Anzi nelle vicine città e nelle terre confinanti si era sparsa la voce che la dea nata dai profondi abissi del mare e allevata dalla spuma dei flutti, volendo elargire la grazia della sua divina presenza, era discesa fra gli uomini o anche che da un nuovo seme di stille celesti non il mare ma la terra aveva sbocciato un’altra Venere, anch’essa bellissima, nella sua grazia virginale.

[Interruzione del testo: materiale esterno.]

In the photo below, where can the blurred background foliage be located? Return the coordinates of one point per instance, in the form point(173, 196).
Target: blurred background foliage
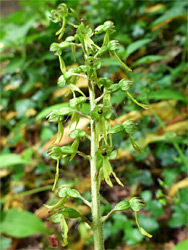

Di giorno in giorno una simile credenza si rafforzava sempre più e la voce cominciò a diffondersi nelle isole vicine e poi più lontano in molte regioni del continente. Folle di pellegrini sempre più numerose facevano lunghi viaggi, attraversavano mari profondi per vedere quella straordinaria meraviglia del secolo. Nessuno andava più a Pafo o a Cnido o a Citera per visitare i santuari di Venere; alla dea non si facevano più sacrifici, i suoi templi erano lasciati nell’abbandono, i suoi sacri cuscini calpestati, le cerimonie trascurate, le sue statue restavano disadorne, vuoti i suoi altari e ingombri di cenere spenta. Alla fanciulla si innalzavano preghiere, e si placava il nume di una dea potente come Venere adorando un volto umano. Al mattino, quando la vergine usciva, a lei si apprestavano vittime e banchetti invocando il nome di Venere assente e, quando passava per via, il popolo le si affollava supplice intorno con fiori e ghirlande. Questo eccessivo tributo di onori divini a una fanciulla mortale suscitò lo sdegno violento della Venere vera che, scuotendo fieramente il capo e malcelando la collera, così cominciò a ragionare.